According to Saab, AI is the new frontier for diagnosing pain. “AI gives you an extra edge when you reach the limits of conventional statistics and human interpretation of complex data. You can capture patterns that aren’t noticeable to the naked eye. AI has the additional advantage of being able to cross over into clinical use, free of bias."
This kind of algorithm can take the guesswork out of diagnosing pain, Saab adds. “With this platform, we can make pain diagnosis an automated procedure — an objective, rather than subjective, process that also mitigates health disparities.” Saab adds that this algorithm could be expanded to assess other conditions, such as depression and anxiety.
The need to get a better handle on pain management, and to reduce the overprescription of opioids, is so critical that the National Institutes of Health (NIH) has established two programs toward that end: the Helping to End Addiction Long-termSM (HEAL) Initiative, a multi-agency endeavor “to speed scientific solutions to stem the national opioid public health crisis,” which is funding projects to better understand and treat pain; and the Brain Research through Advancing Innovative Neurotechnologies® (BRAIN) Initiative, which calls for “innovative approaches and new paradigms for identifying and understanding brain disorders.”
The BRAIN Initiative also solicited applications related to nociception (the ability to feel pain) and pain in the context of circuit mechanics of the central nervous system. Saab’s lab was awarded a grant from the BRAIN Initiative to elucidate the mechanisms of pain in the spinal cord and brain. The goal is to approach the mechanisms of pain in the nervous system as a “continuum” between the spine and the brain, in order to have a comprehensive understanding of how pain signals are relayed through the spine and processed in the brain.
“Receiving the NIH BRAIN initiative grant was an honor,” Saab says. “These new models and pain circuits in the brain will guide us toward pain diagnostics and more effective non-opioid therapies. The aims in this grant can be summarized as elucidating the mechanisms of pain with unprecedented cellular precision, ultra-fast temporal resolution and high-density neural recordings, simultaneously.”

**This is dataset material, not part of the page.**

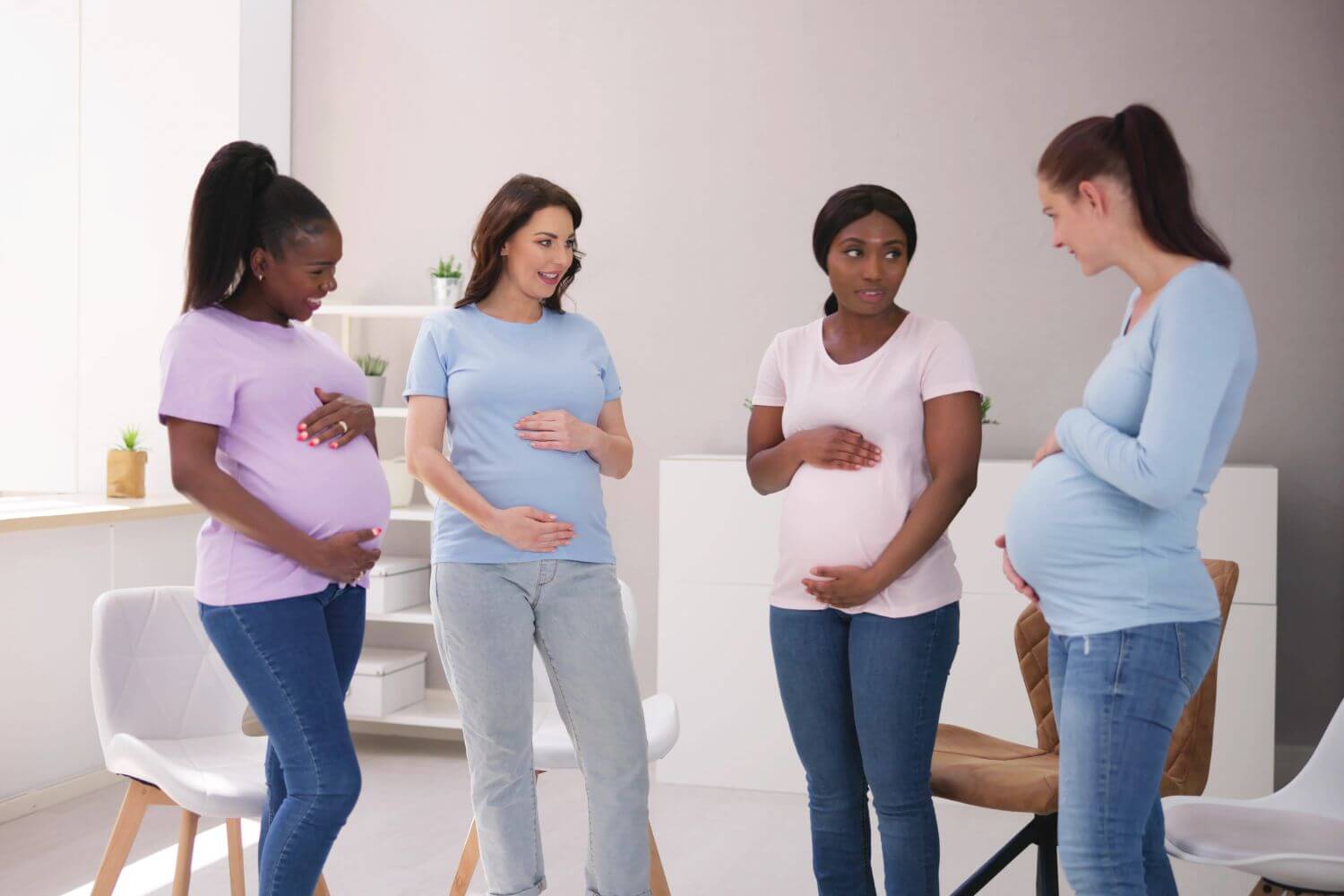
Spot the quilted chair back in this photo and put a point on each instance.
(155, 673)
(1193, 742)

“Dr. Saab’s work in pain research, especially in the growing field of defining brain networks, is groundbreaking,” notes D. Geoffrey Vince, chair of the Cleveland Clinic Department of Biomedical Engineering. “His grant from the NIH Brain Initiative is confirmation of the value of his team’s efforts. Their work in mapping neural circuits, and sharing that research with our clinicians, will go a long way not only toward helping our patients, but also to making Cleveland Clinic a leader in pain management.”

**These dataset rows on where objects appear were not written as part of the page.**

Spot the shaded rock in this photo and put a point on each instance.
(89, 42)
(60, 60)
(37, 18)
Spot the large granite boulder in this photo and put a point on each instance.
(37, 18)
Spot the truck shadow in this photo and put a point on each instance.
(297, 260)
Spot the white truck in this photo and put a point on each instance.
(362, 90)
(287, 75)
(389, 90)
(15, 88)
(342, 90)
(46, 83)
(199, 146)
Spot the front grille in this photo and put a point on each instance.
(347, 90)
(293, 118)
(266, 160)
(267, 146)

Saab is confident that Cleveland Clinic can be a pioneer for transferring this scientific knowledge to a clinical setting. “We’ve had a very positive response to our work from Cleveland Clinic physicians,” he says. “When they’re treating a patient who has chronic pain, they want to use innovative tools backed up by rigorous science. We are adding tools to the toolbox. This can have several benefits: reducing opioid dependence, improving patients’ quality of life and, ultimately, lowering healthcare costs. In the process, we will better understand how the brain works and how the physical in our environment is internally represented in our minds.